Overview

16 Designing multithreaded programs

This chapter explains how to design Python programs that run multiple threads safely and predictably. It clarifies concurrency versus parallelism, noting that while modern CPUs enable true parallel execution, CPython’s global interpreter lock (GIL) generally restricts threads to concurrent execution. The key design challenge is that threads share code, data, and external resources, so correct programs must coordinate access to shared state. Using Python’s threading module, the chapter shows how to structure threaded work, when the runtime naturally switches threads (e.g., during I/O), and why explicit synchronization is required to avoid subtle timing bugs.
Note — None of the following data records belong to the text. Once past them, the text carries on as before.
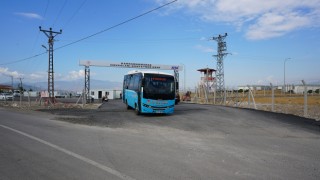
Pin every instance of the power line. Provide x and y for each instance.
(107, 29)
(114, 26)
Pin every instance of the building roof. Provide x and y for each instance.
(5, 87)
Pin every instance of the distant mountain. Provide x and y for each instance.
(77, 85)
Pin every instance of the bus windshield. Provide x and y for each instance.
(158, 86)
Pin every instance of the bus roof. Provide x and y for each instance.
(148, 72)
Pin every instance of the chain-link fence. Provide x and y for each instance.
(302, 100)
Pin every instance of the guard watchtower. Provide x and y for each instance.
(206, 86)
(206, 75)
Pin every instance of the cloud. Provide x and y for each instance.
(6, 72)
(38, 76)
(73, 75)
(258, 19)
(29, 15)
(204, 49)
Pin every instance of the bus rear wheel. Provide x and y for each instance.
(137, 110)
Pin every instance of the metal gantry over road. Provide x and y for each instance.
(88, 63)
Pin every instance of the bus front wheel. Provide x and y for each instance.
(128, 107)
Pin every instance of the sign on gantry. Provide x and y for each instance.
(129, 65)
(88, 63)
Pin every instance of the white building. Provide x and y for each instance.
(299, 89)
(110, 93)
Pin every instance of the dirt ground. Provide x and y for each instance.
(284, 103)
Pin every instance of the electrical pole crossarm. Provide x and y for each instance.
(50, 31)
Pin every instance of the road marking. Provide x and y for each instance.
(89, 161)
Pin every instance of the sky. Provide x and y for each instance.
(261, 35)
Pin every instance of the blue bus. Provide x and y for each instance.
(149, 92)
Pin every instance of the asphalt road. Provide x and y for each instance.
(196, 142)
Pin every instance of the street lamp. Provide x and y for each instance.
(284, 75)
(184, 78)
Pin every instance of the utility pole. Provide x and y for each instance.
(222, 48)
(50, 34)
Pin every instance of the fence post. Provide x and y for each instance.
(272, 98)
(305, 110)
(248, 96)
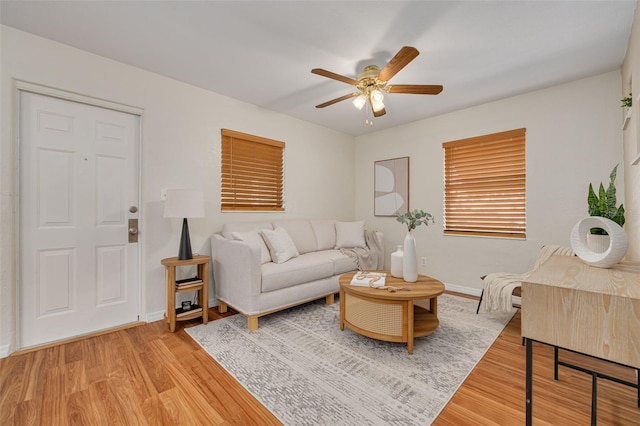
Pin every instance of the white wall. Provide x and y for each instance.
(180, 148)
(631, 82)
(573, 138)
The chapter first tackles race conditions and critical regions, introducing mutexes (locks) to enforce mutual exclusion. A simple printing example demonstrates how unprotected shared output interleaves unpredictably, and how a Lock (especially via the with statement) serializes access and prevents deadlock-prone mistakes. It then expands to semaphores to model the classic reader–writer problem: multiple readers may access a resource simultaneously, but writers need exclusive access. The solution combines a mutex to serialize writers and block readers during writes, a semaphore to admit multiple readers, and an Event to signal that the first write has occurred, illustrating the interplay of blocking, sleeping, and busy-waiting in realistic coordination.
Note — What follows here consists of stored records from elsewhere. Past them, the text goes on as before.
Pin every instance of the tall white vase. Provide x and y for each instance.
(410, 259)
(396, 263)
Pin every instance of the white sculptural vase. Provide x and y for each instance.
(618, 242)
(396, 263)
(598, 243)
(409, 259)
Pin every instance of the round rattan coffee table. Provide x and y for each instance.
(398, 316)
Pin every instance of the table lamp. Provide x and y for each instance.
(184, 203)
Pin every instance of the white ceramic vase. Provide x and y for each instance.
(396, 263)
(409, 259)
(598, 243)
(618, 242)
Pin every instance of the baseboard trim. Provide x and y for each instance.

For tighter coordination, the chapter introduces condition objects, which bundle a lock with signaling so threads can wait for specific state changes. Using a bounded queue, it implements the producer–consumer pattern where producers wait when the queue is full, consumers wait when it’s empty, and threads notify each other precisely when the queue transitions from empty to not empty or from full to not full. Crucially, waiting releases the lock, and awakened threads must recheck conditions to handle races. The chapter closes with cautions: thread scheduling is nondeterministic, debugging race conditions and deadlocks is hard, and synchronization and context switching add overhead—so more threads don’t automatically mean faster programs. It briefly notes alternatives like asyncio for I/O-bound concurrency and multiprocessing for true parallelism.

A multithreaded application with three threads. The threads share the application’s internal resources of code and data in memory and external resources such as printers and files. The runtime system gives each thread its own runtime stack and the appearance of having its own set of machine registers.
The critical regions of Thread A and Thread B modify variable X, the shared resource. A mutex object guards the critical regions to protect the shared resource. A thread that successfully locks the mutex can proceed into its critical region. Attempting to lock a mutex that’s already locked causes the thread to block. The thread that’s exiting its critical region must unlock the mutex to allow another thread to lock it.
How a mutex guards a critical region. It only allows one thread at a time to be in its critical region.
Three threads simultaneously print to the shared print stream, the unprotected shared resource.
With a mutex guarding the critical regions of the threads, only one thread at a time can print to the print stream, which is the shared resource. When a thread wants to go into its critical region, it attempts to lock the mutex. If it succeeds, it can enter its critical region and print. If it doesn’t succeed, it blocks until another thread unlocks the mutex. Then the thread can attempt to lock the mutex again. A thread must unlock the mutex before it exits its critical region. Whenever the mutex unlocks, the runtime system determines which blocked thread can lock it.
Three technicians simultaneously attempt to set the meter’s value. Meanwhile, three loggers attempt to read and log the meter’s current setting. Therefore, the meter is the shared resource. Only one technician at a time should be setting the meter, and no logger should read the meter while a technician is setting it. However, as long as no technician is setting the meter, multiple loggers can be reading it at the same time.
The technician threads and the logger threads each loop and attempt to go into their critical regions to access the meter, which is the shared resource. The setting_mutex prevents more than one technician thread at a time from setting the meter. The same mutex prevents a logger from reading and logging the meter’s value while a technician thread is setting the meter. The logging_semaphore allows multiple reader threads to simultaneously read the meter, and it will block technician threads from setting the meter when any reader thread is reading it.
Simultaneously, multiple producers enter values into the bounded queue and multiple consumers remove values from the queue. The queue, the shared resource, has limited capacity.
The producer and consumer threads each attempts to acquire queue.condition at the top of its loop. The condition object synchronizes the producer and consumer threads. The producer threads loop to enter values into the shared bounded queue, and the consumer threads loop to remove values from the queue. A producer thread cannot enter a value into the queue when the queue is full. A consumer thread cannot remove a value from an empty queue.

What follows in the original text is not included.